Krankenversicherung: Zulassung von Leistungserbringern
Die Grünliberalen befürworten die Vorlage. Insbesondere der Fokus auf die Qualitätsvoraussetzungen und Ausbildungsnachweise ist begrüssenswert. Qualität besteht dabei aber nicht nur aus Aus- und Weiterbildung. Heute fehlen insbesondere im ambulanten Bereich Angaben zur Diagnose- und Therapiequalität der Leistungserbringer.
Revision der Führerausweisvorschriften
Die Grünliberalen unterstützen die Ziele und Grundzüge der Vorlage. Die Fahrausbildung soll qualitativ verbessert und der administrative Aufwand reduziert werden. Positiv zu vermerken ist insbesondere, dass eine energieeffiziente Fahrweise künftig als ordentliche Fahrweise vermittelt werden soll und nicht mehr als besondere Fahrweise für jene Personen, die Treibstoff sparen wollen. Begrüsst wird auch, dass das Zulassungsverfahren so weit wie möglich elektronisch abgewickelt werden soll, was bürgerfreundlich ist und die administrativen Abläufe erleichtert.
Krankenversicherung: Anpassung der Franchisen an die Kostenentwicklung
Die Grünliberalen begrüssen die Gesetzesrevision. Die Franchisen sind in periodischen Abständen an die Kostenentwicklung der obligatorischen Krankenpflegeversicherung (OKP) anzupassen.
Wiederherstellung der Souveränität der Kantone bei Wahlfragen
Die Grünliberalen finden es richtig, dass die Kantone die Ausübung der politischen Rechte in kantonalen und kommunalen Angelegenheiten selbst regeln können. Die Grundsätze der Bundesverfassung müssen aber eingehalten werden. Artikel 34 Absatz 2 der Bundesverfassung schützt die freie Willensbildung und die unverfälschte Stimmabgabe. Dieser Punkt ist für die Grünliberalen nicht verhandelbar.

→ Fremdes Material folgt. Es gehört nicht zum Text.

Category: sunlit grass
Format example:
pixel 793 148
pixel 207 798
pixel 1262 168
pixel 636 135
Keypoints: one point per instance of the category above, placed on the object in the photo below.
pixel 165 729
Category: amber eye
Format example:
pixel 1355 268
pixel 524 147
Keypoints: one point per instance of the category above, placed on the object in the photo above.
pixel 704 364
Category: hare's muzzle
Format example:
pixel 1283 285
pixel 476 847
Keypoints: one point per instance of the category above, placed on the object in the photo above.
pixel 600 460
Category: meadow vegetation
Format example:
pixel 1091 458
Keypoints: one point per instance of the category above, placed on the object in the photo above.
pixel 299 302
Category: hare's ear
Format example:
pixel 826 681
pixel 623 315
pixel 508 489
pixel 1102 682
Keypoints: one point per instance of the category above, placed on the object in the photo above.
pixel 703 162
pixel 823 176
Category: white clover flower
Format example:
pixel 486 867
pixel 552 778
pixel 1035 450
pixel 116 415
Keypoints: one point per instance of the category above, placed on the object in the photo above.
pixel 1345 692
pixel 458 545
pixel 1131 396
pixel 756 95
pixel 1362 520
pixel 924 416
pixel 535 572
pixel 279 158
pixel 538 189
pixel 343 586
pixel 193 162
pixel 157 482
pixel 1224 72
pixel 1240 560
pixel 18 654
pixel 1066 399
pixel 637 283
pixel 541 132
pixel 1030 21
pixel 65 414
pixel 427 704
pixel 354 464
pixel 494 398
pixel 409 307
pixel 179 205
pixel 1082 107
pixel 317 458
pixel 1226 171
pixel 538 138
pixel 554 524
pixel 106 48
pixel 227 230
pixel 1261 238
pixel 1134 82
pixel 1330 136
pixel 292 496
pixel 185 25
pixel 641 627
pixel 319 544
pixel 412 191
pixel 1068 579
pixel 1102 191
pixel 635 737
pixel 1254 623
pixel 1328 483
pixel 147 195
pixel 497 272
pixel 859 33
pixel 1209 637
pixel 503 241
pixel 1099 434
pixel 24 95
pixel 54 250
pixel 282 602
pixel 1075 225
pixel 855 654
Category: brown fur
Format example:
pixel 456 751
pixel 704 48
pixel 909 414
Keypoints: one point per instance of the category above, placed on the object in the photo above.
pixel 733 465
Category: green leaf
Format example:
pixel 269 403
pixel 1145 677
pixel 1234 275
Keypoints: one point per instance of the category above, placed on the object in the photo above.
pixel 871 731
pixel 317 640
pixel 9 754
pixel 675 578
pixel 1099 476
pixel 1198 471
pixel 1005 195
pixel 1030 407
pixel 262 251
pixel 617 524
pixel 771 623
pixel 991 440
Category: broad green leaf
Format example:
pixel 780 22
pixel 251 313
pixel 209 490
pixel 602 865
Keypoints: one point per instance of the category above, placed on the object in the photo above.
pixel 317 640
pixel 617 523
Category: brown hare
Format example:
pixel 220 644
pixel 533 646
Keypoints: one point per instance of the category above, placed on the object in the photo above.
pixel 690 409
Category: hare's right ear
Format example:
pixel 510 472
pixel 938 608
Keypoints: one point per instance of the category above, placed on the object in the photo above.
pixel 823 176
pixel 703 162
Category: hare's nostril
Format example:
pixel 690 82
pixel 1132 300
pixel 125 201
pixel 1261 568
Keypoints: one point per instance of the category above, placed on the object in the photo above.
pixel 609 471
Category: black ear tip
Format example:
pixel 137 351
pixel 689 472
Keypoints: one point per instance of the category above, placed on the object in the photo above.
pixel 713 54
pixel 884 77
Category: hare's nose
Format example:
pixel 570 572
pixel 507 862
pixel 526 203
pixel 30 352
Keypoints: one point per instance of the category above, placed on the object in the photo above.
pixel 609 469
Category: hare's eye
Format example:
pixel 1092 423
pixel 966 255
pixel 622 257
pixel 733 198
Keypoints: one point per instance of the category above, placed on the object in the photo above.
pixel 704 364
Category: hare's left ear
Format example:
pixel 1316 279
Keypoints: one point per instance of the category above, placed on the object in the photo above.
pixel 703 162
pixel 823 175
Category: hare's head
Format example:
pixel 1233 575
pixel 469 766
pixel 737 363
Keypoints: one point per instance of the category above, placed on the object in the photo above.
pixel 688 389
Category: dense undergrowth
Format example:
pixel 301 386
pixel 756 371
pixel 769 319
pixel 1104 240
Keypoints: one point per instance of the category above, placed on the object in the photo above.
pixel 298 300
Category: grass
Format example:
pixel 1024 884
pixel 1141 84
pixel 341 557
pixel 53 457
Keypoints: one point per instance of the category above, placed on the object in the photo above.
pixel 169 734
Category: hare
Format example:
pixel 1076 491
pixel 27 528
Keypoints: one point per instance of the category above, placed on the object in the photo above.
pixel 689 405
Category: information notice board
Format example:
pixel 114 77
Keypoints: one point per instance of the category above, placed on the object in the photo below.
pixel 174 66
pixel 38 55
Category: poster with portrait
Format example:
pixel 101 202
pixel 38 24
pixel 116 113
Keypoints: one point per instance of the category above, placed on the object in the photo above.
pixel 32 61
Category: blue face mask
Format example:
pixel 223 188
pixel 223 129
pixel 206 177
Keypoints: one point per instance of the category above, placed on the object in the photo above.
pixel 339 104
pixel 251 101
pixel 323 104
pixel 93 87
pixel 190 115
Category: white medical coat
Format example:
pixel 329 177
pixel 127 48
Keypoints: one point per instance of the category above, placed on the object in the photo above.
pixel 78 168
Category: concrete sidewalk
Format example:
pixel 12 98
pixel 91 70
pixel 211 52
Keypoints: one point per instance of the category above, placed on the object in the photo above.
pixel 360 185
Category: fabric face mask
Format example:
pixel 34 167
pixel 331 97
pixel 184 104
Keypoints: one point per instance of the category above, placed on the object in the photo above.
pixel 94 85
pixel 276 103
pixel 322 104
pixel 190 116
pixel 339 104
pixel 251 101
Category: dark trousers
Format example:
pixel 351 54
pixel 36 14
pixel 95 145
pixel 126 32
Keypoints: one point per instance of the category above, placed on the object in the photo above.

Totalrevision des Nationalstrassenabgabegesetzes
Wasserrechtsgesetz: Wasserzinsregelung nach 2019
Die Grünliberalen schätzen den Wert der einheimischen, emissionsarmen Wasserkraft hoch ein. Eine gute Ausnutzung des technischen und wirtschaftlichen Potenzials ist im Rahmen der Energiestrategie 2050 zwingend – immer unter Beachtung des Erhalts unwiederbringlicher Natur- und Landschaftsschätze
Übereinkommen zur Verhütung des Terrorismus
Die Grünliberalen teilen die Ansicht des Bundesrates, dass der Terrorismus einen Angriff auf die pluralistische Gesellschaft darstellt und die Freiheit, die Sicherheit und die grundlegenden Rechte jeder einzelnen Person bedroht. Nationalistisch, religiös oder politisch motivierter Terrorismus hinterlässt jedes Jahr Tausende von ge-töteten, verletzten und traumatisierten Opfern rund um den Globus. Es ist daher richtig und wichtig, dass Bund und Kantone ihr gesetzliches Instrumentarium gegen Terrorismus regelmässig überprüfen und auf eine verän-derte Bedrohungslage reagieren. Dabei sind die rechtstaatlichen Grundsätze zu wahren und insbesondere der Grundsatz der Verhältnismässigkeit einzuhalten. Ungerechtfertigte Einschränkungen der Grundrechte sind ab-zulehnen, ebenso unnötiger gesetzgeberischer Aktivismus.
Umsetzung Pa.Iv. (Poggia) Golay „Stillschweigende Verlängerung von Dienstleistungsverträgen. Mehr Informationen für Konsumentinnen und Konsumenten“
Die Grünliberalen vertrauen auf die mündige Bürgerin und den mündigen Bürger und setzen daher wann immer möglich auf den Grundsatz der Eigenverantwortung. Einschränkungen der Vertragsfreiheit dürfen nur in Ausnahmefällen vorgenommen werden. Daher wird begrüsst, dass Vertragsklauseln, die eine automatische Vertragsverlängerung vorsehen (Prolongationsklauseln), nicht gesetzlich verboten werden. Es soll der Rechtsprechung überlassen bleiben, gestützt auf die allgemeinen AGB-Regeln (Ungewöhnlichkeitsregel etc.) und Artikel 8 UWG (Verwendung missbräuchlicher Vertragsbedingungen) wenn nötig korrigierend einzugreifen.